Fundamental Keuangan Perusahaan Batu Bara Terbebani Utang

Aktifitas di pertambangan batu bara. (Ilustrasi foto : Istimewa)

Institute for Energy Economics and Financial Analysis (IEEFA) dalam riset yang dirilis baru-baru ini menyampaikan kondisi industri batu bara yang lemah secara struktural semakin diperburuk oleh pandemi Covid-19 setelah harga batu bara turun 52% dalam lima bulan pasca-pandemi. Selain itu, pasar ekspor batu bara Indonesia juga turun karena berbagai negara, termasuk China dan India, memangkas impor dan semakin beralih ke sumber domestik untuk meningkatkan ketahanan energi.

“Industri batu bara Indonesia berada dalam masalah secara struktural dan finansial setelah sejumlah perusahaan kesulitan mencapai break-even,” kata analis keuangan IEEFA, Ghee Peh, seperti dilansir SWA Online di Jakarta, Jum’at (18/9/2020).

Dengan harga patokan batu bara saat ini US$ 47/ton, hanya ada 1 dari 11 perusahaan batu bara Indonesia yang diulas yaitu Bayan Resources yang berada pada titik impas atau lebih baik. “Sebaliknya, menurut perkiraan kami, Bumi Resources, ABM Investama dan Geo Energy Resources (pemilik sejumlah perusahaan batu bara Indonesia yang listing di Singapura) merupakan paling berisiko karena gearing ratio mereka lebih tinggi dan sekarang harga break–even mencapai US$ 63/ton untuk Bumi, US$ 61/ton untuk ABM Investama, dan US$ 60/ton untuk Geo Energy Resources,” tutur Pheh menambahkan.
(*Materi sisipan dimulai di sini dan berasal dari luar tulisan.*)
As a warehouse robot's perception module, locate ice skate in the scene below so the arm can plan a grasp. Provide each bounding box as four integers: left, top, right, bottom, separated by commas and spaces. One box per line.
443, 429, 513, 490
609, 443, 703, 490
Apabila penurunan harga batu bara terus berlanjut, perusahaan-perusahaan ini tidak akan dapat mengelola beban utangnya. IEEFA juga menemukan perusahaan batu bara Indonesia besar memiliki pinjaman sebesar US$ 3,8 miliar kepada bank asing dan domestik termasuk Bank Mandiri, BNI, BRI, dan Permata. “Pertanyaan selanjutnya apakah bank-bank tersebut dilindungi dari kemungkinan kerugian lebih lanjut? Karena perusahaan batu bara sedang kesulitan memenuhi kebutuhan sementara obligasi sektor batu bara yang saat ini sebesar US$ 3,1 miliar juga tidak mungkin untuk didanai kembali,” kata Peh.

Dengan total utang US$ 6,4 miliar, bantuan keuangan apa pun yang diberikan kepada industri batu bara akan langsung jatuh ke tangan pemberi pinjaman. Sementara, pasar energi secara global terpengaruh oleh perlambatan yang diakibatkan oleh Covid-19, sejumlah pemerintah, termasuk Amerika Serikat, mundur dari memberikan bantuan keuangan kepada perusahaan batu bara karena penurunan tajam nilai aset yang mencerminkan penurunan struktural industri tersebut.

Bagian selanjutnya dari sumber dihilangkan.